The Gluurg Conjectures

Of all the religious concepts I have created and toyed with in the years -- and it is strange to realize how many I have created, from the Book of Spoons to the Church of the Auto-Deity to Nasirology to Crypto-Solipsism -- out of all of them, probably my proudest moment was the creation of Gluurg. Gluurg is just like God, you see. Except he's not God, he's Gluurg. Later on I ret-conned that Gluurg stood for something. Galactic Lifeform Universal Something Something Something. I believe the proper term is "backronym." But really there was no meaning. I liked the sound of Gluurg. I liked spelling it with the double u. The point of Gluurg is that Gluurg means nothing. Because Gluurg is just like God.

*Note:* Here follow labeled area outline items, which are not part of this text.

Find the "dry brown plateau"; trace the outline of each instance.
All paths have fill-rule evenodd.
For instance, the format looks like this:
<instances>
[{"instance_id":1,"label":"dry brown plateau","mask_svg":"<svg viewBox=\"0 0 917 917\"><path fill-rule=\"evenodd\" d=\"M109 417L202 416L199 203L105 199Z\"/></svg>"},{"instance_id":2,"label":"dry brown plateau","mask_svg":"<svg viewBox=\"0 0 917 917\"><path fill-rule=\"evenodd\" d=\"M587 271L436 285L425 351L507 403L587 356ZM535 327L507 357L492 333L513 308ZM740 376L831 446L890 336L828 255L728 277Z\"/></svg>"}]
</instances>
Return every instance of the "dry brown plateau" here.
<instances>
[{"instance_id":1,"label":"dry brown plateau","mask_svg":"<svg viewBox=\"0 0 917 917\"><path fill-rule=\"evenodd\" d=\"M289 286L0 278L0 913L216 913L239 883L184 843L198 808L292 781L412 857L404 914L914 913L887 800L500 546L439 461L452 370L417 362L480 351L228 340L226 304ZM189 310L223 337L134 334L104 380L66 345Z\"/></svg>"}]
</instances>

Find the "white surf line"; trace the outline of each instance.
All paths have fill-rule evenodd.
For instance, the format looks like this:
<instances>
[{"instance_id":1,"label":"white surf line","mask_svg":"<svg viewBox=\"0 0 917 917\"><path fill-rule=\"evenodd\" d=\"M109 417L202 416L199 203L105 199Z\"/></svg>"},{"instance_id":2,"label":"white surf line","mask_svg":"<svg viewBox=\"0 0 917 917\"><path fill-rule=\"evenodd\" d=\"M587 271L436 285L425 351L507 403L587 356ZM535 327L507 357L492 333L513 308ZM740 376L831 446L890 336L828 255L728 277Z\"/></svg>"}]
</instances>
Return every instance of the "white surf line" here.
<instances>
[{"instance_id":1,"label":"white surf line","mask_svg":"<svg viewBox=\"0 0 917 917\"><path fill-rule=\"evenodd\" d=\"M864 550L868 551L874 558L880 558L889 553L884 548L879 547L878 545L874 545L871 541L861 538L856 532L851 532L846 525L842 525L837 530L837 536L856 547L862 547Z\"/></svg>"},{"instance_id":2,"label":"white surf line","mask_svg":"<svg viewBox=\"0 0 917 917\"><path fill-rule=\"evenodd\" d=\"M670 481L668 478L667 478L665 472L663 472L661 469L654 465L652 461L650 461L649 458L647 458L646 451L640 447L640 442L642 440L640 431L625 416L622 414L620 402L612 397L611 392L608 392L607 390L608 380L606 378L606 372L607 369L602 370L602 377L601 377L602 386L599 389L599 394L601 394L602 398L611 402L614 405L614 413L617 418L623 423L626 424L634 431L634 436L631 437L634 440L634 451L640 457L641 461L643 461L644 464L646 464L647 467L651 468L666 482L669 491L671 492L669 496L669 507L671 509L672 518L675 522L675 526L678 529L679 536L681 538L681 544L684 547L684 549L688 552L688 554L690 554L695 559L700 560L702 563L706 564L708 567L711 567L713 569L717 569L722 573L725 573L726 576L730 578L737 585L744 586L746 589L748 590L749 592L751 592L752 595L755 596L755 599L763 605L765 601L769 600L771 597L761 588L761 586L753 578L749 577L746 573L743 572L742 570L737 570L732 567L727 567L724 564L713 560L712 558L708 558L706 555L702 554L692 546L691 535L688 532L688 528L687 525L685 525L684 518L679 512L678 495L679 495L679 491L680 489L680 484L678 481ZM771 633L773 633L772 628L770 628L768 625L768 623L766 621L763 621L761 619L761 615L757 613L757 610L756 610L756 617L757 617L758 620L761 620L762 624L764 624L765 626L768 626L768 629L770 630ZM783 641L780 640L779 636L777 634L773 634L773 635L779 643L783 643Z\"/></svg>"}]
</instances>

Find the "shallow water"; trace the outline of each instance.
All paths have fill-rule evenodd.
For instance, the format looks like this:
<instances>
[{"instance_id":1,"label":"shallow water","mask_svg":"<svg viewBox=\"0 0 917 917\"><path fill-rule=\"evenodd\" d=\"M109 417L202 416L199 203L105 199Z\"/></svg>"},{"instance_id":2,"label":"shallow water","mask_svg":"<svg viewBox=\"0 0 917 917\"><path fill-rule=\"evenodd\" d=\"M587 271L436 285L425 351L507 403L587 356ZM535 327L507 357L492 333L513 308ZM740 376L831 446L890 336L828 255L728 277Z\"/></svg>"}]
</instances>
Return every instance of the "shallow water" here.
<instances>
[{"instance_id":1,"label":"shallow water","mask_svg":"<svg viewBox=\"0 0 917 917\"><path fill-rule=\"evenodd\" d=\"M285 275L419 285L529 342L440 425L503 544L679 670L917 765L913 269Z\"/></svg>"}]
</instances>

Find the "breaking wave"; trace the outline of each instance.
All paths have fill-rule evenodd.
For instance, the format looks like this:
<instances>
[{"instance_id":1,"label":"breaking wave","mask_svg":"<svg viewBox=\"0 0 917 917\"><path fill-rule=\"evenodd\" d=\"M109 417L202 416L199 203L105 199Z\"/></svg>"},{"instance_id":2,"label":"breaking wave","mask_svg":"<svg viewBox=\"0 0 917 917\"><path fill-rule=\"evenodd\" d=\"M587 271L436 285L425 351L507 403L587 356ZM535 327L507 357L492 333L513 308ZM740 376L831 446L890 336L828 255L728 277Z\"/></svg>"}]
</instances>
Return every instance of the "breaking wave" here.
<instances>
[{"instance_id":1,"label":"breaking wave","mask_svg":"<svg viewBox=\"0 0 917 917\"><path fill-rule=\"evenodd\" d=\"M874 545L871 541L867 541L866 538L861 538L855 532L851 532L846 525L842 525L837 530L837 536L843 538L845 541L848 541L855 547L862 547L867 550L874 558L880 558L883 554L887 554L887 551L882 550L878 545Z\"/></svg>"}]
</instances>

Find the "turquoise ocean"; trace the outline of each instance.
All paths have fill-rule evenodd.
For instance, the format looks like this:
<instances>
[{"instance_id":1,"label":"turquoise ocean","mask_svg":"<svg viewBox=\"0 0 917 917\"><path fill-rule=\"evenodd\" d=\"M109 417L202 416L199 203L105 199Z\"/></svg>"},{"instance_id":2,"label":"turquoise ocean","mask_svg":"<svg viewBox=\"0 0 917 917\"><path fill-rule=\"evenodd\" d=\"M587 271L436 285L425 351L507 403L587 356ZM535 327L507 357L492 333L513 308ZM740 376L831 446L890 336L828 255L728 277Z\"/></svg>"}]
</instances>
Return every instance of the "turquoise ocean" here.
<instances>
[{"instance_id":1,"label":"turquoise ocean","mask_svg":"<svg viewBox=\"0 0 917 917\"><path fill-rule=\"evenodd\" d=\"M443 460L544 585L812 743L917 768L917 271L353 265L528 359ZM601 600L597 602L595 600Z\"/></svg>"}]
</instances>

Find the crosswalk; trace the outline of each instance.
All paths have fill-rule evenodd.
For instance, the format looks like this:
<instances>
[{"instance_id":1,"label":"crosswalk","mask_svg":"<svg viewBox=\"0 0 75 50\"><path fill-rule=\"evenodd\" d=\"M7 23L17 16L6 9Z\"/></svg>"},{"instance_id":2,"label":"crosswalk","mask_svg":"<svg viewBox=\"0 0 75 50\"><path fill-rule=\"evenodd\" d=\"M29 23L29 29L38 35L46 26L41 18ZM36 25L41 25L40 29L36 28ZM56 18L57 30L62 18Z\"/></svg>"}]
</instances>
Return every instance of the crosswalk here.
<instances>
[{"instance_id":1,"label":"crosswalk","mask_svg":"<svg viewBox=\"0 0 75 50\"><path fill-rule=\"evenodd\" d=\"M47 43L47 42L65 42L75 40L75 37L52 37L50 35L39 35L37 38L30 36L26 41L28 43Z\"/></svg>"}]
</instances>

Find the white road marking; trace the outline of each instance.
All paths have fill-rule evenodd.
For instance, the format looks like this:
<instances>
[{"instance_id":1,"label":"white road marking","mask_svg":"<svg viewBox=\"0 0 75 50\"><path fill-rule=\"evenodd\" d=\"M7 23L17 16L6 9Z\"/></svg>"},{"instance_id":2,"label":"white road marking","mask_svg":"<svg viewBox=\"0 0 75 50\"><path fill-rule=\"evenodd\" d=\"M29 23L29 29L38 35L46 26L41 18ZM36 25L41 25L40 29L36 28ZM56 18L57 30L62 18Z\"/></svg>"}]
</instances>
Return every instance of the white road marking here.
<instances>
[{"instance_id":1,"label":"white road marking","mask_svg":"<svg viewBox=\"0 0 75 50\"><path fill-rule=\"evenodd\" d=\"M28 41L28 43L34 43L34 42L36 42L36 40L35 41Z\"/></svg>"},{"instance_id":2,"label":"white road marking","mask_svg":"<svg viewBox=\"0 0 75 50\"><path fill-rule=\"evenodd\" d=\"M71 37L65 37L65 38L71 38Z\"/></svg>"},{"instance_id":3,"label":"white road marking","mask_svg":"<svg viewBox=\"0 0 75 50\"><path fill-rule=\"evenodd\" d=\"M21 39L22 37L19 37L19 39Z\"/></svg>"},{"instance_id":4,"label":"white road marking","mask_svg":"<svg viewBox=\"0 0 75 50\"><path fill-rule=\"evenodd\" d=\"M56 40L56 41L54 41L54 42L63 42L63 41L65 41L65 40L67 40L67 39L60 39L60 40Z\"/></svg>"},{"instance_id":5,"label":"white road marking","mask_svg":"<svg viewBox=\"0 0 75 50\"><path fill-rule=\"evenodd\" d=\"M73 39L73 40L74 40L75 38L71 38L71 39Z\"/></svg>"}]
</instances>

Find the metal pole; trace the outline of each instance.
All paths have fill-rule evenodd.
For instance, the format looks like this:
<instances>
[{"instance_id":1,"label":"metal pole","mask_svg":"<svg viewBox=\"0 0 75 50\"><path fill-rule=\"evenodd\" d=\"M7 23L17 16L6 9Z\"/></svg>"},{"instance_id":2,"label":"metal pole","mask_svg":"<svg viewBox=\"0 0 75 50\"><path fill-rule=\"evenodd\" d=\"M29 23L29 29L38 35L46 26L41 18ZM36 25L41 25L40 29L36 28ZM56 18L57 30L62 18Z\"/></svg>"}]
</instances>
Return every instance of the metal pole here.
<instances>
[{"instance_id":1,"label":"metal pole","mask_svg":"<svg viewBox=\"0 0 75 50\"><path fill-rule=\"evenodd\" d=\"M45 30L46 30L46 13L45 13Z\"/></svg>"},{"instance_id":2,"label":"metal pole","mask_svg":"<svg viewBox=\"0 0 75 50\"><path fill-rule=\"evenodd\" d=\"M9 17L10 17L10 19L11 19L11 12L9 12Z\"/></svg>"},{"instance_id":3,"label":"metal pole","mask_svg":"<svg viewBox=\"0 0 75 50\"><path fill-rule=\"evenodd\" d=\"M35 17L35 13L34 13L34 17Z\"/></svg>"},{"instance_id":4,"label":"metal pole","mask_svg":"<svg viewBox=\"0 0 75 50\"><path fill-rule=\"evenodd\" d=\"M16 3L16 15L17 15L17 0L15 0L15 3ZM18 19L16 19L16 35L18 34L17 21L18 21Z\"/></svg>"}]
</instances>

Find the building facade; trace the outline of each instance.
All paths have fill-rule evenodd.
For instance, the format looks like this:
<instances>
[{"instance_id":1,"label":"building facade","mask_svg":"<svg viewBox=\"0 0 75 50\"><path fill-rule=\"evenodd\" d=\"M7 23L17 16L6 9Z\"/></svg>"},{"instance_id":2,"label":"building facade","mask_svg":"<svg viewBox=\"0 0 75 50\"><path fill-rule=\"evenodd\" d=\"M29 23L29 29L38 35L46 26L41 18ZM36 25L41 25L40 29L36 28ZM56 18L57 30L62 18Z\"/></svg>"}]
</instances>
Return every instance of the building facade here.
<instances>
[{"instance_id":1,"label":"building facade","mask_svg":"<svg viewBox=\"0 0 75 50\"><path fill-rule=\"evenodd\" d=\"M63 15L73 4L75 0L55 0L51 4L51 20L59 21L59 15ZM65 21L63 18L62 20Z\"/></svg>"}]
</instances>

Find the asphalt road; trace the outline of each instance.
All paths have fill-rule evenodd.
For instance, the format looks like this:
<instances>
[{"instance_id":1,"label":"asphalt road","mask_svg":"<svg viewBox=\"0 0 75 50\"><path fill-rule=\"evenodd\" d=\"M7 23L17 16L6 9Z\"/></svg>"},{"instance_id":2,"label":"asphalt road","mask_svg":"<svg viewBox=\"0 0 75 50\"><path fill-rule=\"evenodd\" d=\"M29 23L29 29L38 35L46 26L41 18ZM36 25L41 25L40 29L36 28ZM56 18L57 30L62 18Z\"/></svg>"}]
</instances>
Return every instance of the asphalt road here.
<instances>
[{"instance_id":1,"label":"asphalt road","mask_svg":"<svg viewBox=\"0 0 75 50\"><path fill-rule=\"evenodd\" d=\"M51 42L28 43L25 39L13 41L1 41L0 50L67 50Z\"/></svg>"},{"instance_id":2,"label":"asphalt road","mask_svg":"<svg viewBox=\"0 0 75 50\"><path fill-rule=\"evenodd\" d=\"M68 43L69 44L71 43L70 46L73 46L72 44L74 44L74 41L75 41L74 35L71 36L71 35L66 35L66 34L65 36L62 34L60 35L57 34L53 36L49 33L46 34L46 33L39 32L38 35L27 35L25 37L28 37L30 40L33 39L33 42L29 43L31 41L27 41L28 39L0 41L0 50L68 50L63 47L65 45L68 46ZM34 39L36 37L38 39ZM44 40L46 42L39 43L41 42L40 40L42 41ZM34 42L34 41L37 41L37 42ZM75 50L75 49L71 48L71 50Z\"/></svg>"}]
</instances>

Except he's not God, he's Gluurg.

It's like this. Every time some true believer makes a statement about God, replace "God" with "Gluurg" and see if it still sounds reasonable or if it sounds nuts:
  • Gluurg is the uncaused cause.
  • Gluurg moves in mysterious ways.
  • Gluurg is love.
  • Gluurg knows all, and sees all.
  • Gluurg is infinitely merciful and infinitely just.
  • Gluurg created the heavens and the earth in six days.
  • Gluurg exists outside of time and space.
  • Gluurg is transcendent and immanent in all things.
  • It's in the Bible, Gluurg said it, that settles it.
And what you wind up with, is a description of a character that sounds something like a cross between a Jack Kirby super-hero and the guy from those Dos Equis "Most Interesting Man In The World" commercials. Someone making these sort of statements about this sort of character with a straight face would be necessarily insane in some variety.

This was the whole point of Gluurg. "Gluurg" is a syllable the same way "god" is. It is an accident of history and culture that the single syllable we use to express the concept of deity is "god" rather than "gluurg." So why would one syllable make for statements that sound credible to most of the populace, and the other one take on a completely different connotation?